Iran Nukes: Outgoing Intel's Top Concern

Also confirms release of bin Laden's son from Iranian custody.

Jan. 16, 2009— -- The outgoing director of national intelligence told reporters today that he worries Iran eventually will acquire a nuclear weapon, a development he believes would further destabilize the Middle East and perhaps the world.

"I am very concerned that Iran will continue down a path that will result in a nuclear weapon," said National Intelligence Director Mike McConnell, who also discussed reports that Iran had released one of Osama bin Laden's sons from custody.

"If you think about it ... if Iran gets nuclear weapons, what's going to be the response of their neighbors?" he asked.

McConnell said that while the Cold War allowed for a world that created a standoff among the world's nuclear powers, the volatility of the Middle East -- if Iran were to develop a nuclear device -- would present a more complex scenario.

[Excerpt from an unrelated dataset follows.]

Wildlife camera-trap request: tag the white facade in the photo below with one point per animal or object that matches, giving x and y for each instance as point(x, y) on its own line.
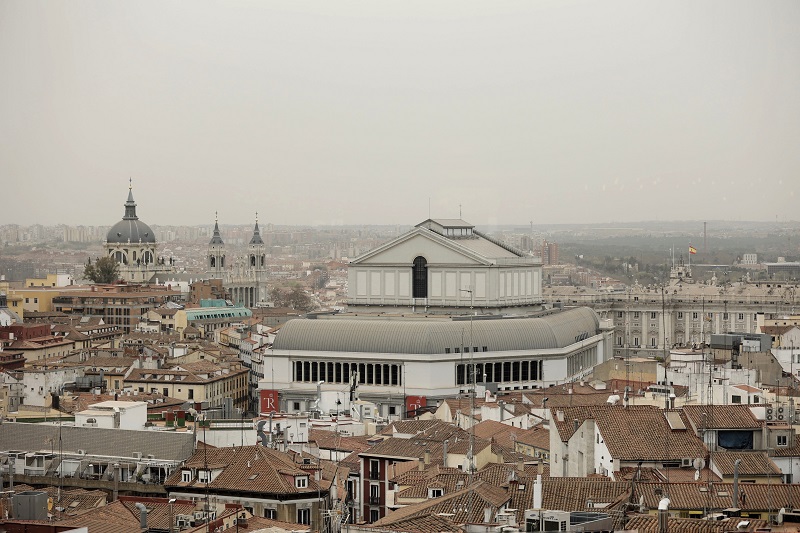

"I don't have any confidence," he said, "[that] the players in that region of the world, as volatile as it is, that you'd have mutual deterrence.

"Their behavior says they are continuing to get fissile material, continuing to build these long-range missiles," McConnell added. "If they get them, that's my biggest worry."

Where Is Sa'ad bin Laden?

McConnell also addressed reports today that Iran has released Sa'ad bin Laden, Osama bin Laden's son, from house arrest.

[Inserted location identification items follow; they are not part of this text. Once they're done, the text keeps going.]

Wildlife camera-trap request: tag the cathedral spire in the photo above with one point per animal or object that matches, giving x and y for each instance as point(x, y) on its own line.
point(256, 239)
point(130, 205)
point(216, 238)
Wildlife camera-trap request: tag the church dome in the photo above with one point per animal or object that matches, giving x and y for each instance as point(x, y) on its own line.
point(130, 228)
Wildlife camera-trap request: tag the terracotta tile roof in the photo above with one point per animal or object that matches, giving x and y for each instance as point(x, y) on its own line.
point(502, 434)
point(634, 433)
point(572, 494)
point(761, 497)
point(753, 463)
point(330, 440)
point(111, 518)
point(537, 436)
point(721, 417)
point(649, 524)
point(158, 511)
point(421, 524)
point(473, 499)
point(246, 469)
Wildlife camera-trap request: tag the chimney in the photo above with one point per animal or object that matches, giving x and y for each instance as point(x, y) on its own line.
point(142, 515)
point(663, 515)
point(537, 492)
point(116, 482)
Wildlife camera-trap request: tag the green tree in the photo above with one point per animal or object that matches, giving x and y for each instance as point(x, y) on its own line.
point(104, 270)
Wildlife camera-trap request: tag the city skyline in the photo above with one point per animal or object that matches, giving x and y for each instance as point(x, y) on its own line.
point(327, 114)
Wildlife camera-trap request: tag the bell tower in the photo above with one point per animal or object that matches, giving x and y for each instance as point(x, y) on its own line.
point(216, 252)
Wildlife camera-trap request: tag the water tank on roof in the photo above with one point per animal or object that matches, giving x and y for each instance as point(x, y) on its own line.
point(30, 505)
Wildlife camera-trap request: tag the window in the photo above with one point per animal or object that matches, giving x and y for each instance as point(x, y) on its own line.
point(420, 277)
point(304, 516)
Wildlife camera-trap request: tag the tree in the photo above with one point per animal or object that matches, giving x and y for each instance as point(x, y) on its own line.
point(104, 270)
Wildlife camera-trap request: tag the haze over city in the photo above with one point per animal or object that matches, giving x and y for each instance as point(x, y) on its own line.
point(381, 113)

A U.S. counterterrorism official told ABC News that Sa'ad bin Laden's possible departure from Iran was unclear, but McConnell told reporters that "he is probably in Pakistan, but he has left Iran."

On Friday, the Treasury Department announced financial sanctions on three al Qaeda associates believed to be in Iran, and also announced sanctions against Sa'ad bin Laden.

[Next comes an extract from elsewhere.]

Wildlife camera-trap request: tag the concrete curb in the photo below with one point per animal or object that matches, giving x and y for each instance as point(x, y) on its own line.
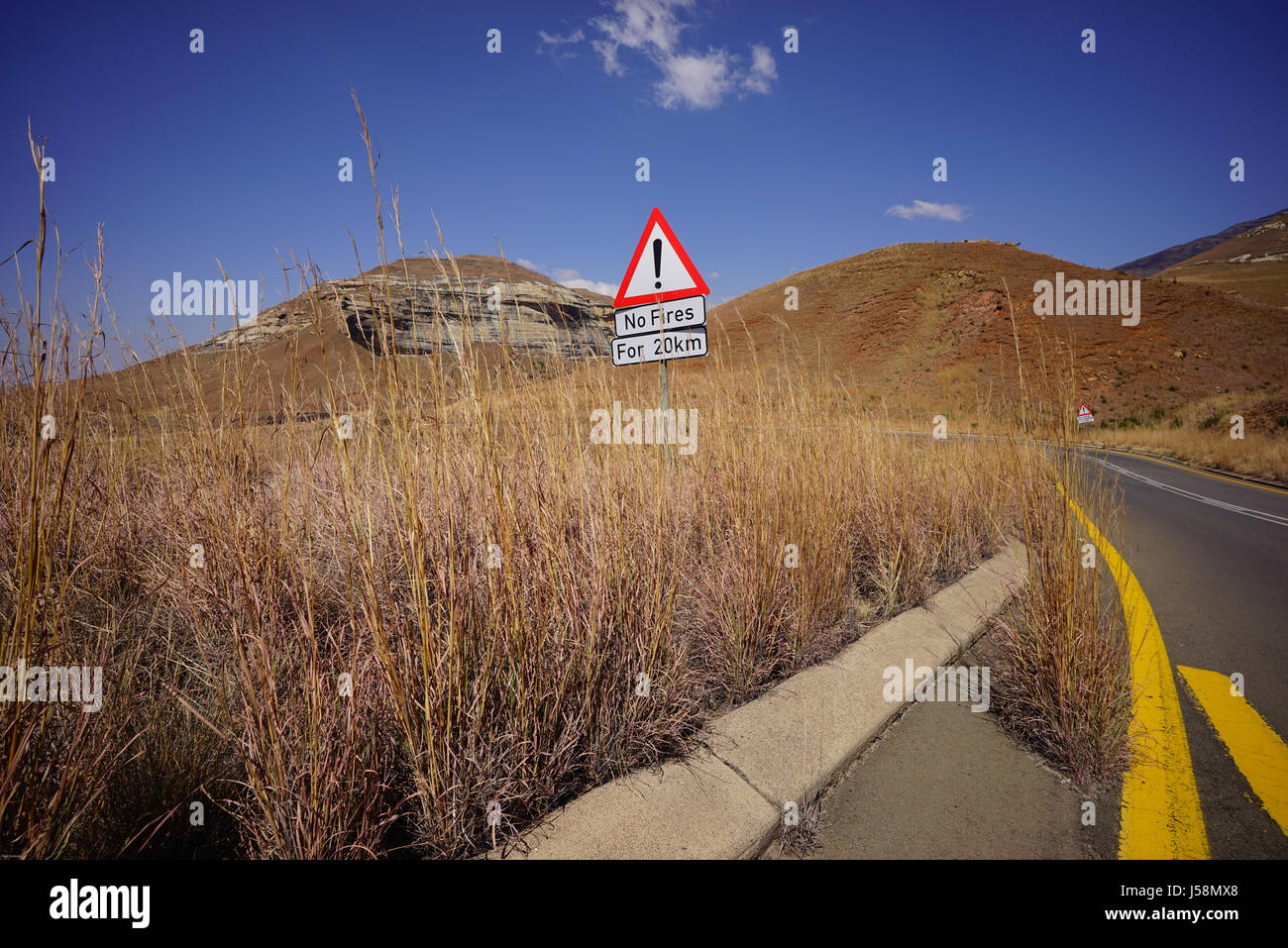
point(726, 800)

While not a major figure in the ranks of al Qaeda, it is believed by U.S. intelligence that bin Laden's son had facilitated travel of bin Laden family members to Iran in late 2001 and that he had managed some al Qaeda operations from 2001 to 2003.

Bin Laden's son and former al Qaeda operations manager Saif al Adel, an Egyptian, were detained by Iranian authorities in 2003 and were believed to be living under house arrest.

A senior al Qaeda associate, Mustafa Hamid, was part of the Treasury sanctions announced Friday. Hamid is Adel's father-in-law and had arranged for many al Qaeda members and their families to reside in Iran in late 2001.

Iran's Revolutionary Guard Corps had sheltered Hamid and other al Qaeda associates before they were detained by the government of Iran.

The release of bin Laden's son follows reports from ABC News' Jonathan Karl in 2008 that there had been secret contacts between Iran's government and al Qaeda's leadership.

Stuart Levey, the Treasury Department's undersecretary for terrorism and financial intelligence, said in a statement Friday: "It is important that Iran give a public accounting of how it is meeting its international obligations to constrain al Qaeda."

How the incoming Obama administration will deal with Iran has been a matter of high interest during the campaign and in recent months.

McConnell said he currently briefs the outgoing president six days a week, and added that Obama was going to receive an intelligence briefing seven days a week at the beginning of his term.

McConnell will remain as an adviser to Obama on the president's Foreign Intelligence Advisory Board, but will be replaced by Adm. Dennis Blair pending Senate confirmation.